The following code snippet uses the dgl.graph() method to create a DGLGraph corresponding to the four-node graph shown below and illustrates some of its APIs for querying the graph’s structure.

https://data.dgl.ai/asset/image/user_guide_graphch_1.png

>>> import dgl
>>> import torch as th

>>> # edges 0->1, 0->2, 0->3, 1->3
>>> u, v = th.tensor([0, 0, 0, 1]), th.tensor([1, 2, 3, 3])
>>> g = dgl.graph((u, v))
>>> print(g) # number of nodes are inferred from the max node IDs in the given edges
Graph(num_nodes=4, num_edges=4,
      ndata_schemes={}
      edata_schemes={})

>>> # Node IDs
>>> print(g.nodes())
tensor([0, 1, 2, 3])
>>> # Edge end nodes
>>> print(g.edges())
(tensor([0, 0, 0, 1]), tensor([1, 2, 3, 3]))
>>> # Edge end nodes and edge IDs
>>> print(g.edges(form='all'))
(tensor([0, 0, 0, 1]), tensor([1, 2, 3, 3]), tensor([0, 1, 2, 3]))
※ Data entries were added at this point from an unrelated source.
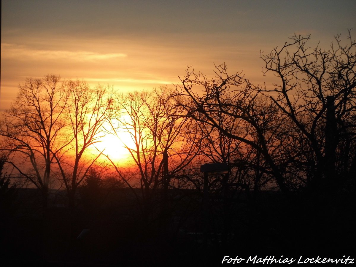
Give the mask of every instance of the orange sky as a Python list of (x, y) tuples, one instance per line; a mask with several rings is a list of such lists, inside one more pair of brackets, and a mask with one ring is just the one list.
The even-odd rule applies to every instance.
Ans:
[(125, 91), (177, 84), (188, 66), (211, 76), (225, 62), (268, 83), (260, 49), (294, 33), (328, 48), (356, 29), (353, 0), (192, 2), (2, 0), (0, 110), (26, 77), (47, 74)]

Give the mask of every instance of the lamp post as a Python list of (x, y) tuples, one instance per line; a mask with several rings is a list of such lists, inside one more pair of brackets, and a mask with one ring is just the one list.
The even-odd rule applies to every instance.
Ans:
[(203, 213), (204, 222), (203, 238), (204, 246), (207, 244), (208, 219), (208, 177), (213, 175), (223, 175), (222, 186), (224, 192), (224, 235), (223, 242), (225, 245), (226, 227), (226, 197), (227, 194), (227, 180), (229, 178), (229, 166), (224, 163), (208, 163), (200, 166), (200, 172), (204, 173), (204, 189), (203, 195)]

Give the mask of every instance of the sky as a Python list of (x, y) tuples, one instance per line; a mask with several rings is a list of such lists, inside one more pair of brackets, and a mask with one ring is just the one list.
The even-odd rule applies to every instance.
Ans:
[(294, 33), (328, 49), (356, 31), (355, 10), (355, 0), (2, 0), (0, 111), (26, 77), (47, 74), (124, 92), (173, 87), (188, 66), (212, 77), (225, 63), (268, 84), (260, 51)]

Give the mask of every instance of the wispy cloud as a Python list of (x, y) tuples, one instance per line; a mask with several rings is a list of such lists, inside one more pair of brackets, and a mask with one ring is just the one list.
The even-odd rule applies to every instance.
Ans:
[(99, 53), (90, 51), (69, 51), (33, 49), (11, 43), (1, 44), (1, 57), (4, 58), (35, 58), (37, 60), (70, 59), (78, 61), (105, 60), (127, 57), (122, 53)]

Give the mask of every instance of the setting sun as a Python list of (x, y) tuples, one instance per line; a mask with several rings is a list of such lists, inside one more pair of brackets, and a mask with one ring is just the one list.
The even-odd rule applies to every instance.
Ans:
[(100, 142), (95, 144), (95, 147), (105, 155), (99, 158), (105, 160), (107, 156), (116, 163), (122, 164), (129, 160), (130, 152), (126, 146), (132, 147), (133, 145), (130, 134), (123, 132), (118, 133), (117, 136), (113, 134), (107, 134), (100, 138)]

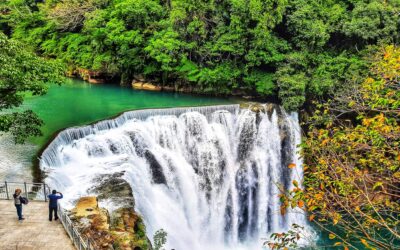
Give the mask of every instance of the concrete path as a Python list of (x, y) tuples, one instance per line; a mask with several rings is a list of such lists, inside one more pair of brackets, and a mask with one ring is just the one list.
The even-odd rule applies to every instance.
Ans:
[(48, 220), (48, 203), (31, 201), (18, 221), (13, 200), (0, 200), (1, 250), (75, 250), (60, 221)]

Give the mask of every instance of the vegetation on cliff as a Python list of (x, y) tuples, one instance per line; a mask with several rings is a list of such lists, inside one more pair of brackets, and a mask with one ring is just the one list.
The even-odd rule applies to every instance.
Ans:
[(3, 30), (73, 68), (193, 91), (277, 96), (294, 110), (366, 73), (399, 40), (398, 1), (8, 0)]
[[(0, 111), (18, 107), (26, 93), (43, 95), (49, 82), (60, 83), (63, 68), (37, 57), (21, 43), (0, 32)], [(42, 121), (31, 110), (0, 113), (0, 132), (9, 132), (16, 142), (41, 134)]]
[(400, 49), (387, 46), (308, 120), (304, 189), (294, 183), (282, 206), (306, 209), (336, 246), (400, 247), (399, 79)]

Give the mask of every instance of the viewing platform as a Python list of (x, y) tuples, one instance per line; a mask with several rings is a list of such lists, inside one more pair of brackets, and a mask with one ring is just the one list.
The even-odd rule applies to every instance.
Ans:
[(75, 250), (60, 220), (49, 221), (48, 203), (30, 201), (18, 221), (14, 200), (0, 200), (0, 249)]

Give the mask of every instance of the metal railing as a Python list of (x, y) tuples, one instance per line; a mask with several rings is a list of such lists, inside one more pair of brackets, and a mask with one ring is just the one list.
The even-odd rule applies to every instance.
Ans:
[(21, 195), (29, 200), (47, 201), (49, 194), (49, 186), (45, 183), (29, 183), (29, 182), (1, 182), (0, 183), (0, 200), (11, 200), (16, 189), (21, 189)]
[[(22, 196), (27, 197), (29, 200), (47, 202), (47, 195), (50, 194), (50, 187), (45, 183), (28, 183), (28, 182), (0, 182), (0, 200), (11, 200), (15, 190), (19, 188), (22, 190)], [(84, 238), (79, 233), (76, 226), (72, 223), (71, 218), (66, 210), (60, 205), (58, 206), (58, 218), (61, 221), (65, 231), (71, 238), (76, 249), (78, 250), (95, 250), (95, 244), (89, 238)]]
>>> # If the node with the largest ID is isolated (meaning no edges),
>>> # then one needs to explicitly set the number of nodes
>>> g = dgl.graph((u, v), num_nodes=8)

For an undirected graph, one needs to create edges for both directions. dgl.to_bidirected() can be helpful in this case, which converts a graph into a new one with edges for both directions.

>>> bg = dgl.to_bidirected(g)
>>> bg.edges()
(tensor([0, 0, 0, 1, 1, 2, 3, 3]), tensor([1, 2, 3, 0, 3, 0, 0, 1]))

Note

Tensor types are generally preferred throughout DGL APIs due to their efficient internal storage in C and explicit data type and device context information. However, most DGL APIs do support python iterable (e.g., list) or numpy.ndarray as arguments for quick prototyping.

DGL can use either \(32\)- or \(64\)-bit integers to store the node and edge IDs. The data types for the node and edge IDs should be the same. By using \(64\) bits, DGL can handle graphs with up to \(2^{63} - 1\) nodes or edges. However, if a graph contains less than \(2^{31} - 1\) nodes or edges, one should use \(32\)-bit integers as it leads to better speed and requires less memory. DGL provides methods for making such conversions. See below for an example.

>>> edges = th.tensor([2, 5, 3]), th.tensor([3, 5, 0])  # edges 2->3, 5->5, 3->0
>>> g64 = dgl.graph(edges)  # DGL uses int64 by default
>>> print(g64.idtype)
torch.int64
>>> g32 = dgl.graph(edges, idtype=th.int32)  # create a int32 graph
>>> g32.idtype
torch.int32
>>> g64_2 = g32.long()  # convert to int64
>>> g64_2.idtype
torch.int64
>>> g32_2 = g64.int()  # convert to int32
>>> g32_2.idtype
torch.int32

See APIs: dgl.graph(), dgl.DGLGraph.nodes(), dgl.DGLGraph.edges(), dgl.to_bidirected(), dgl.DGLGraph.int(), dgl.DGLGraph.long(), and dgl.DGLGraph.idtype.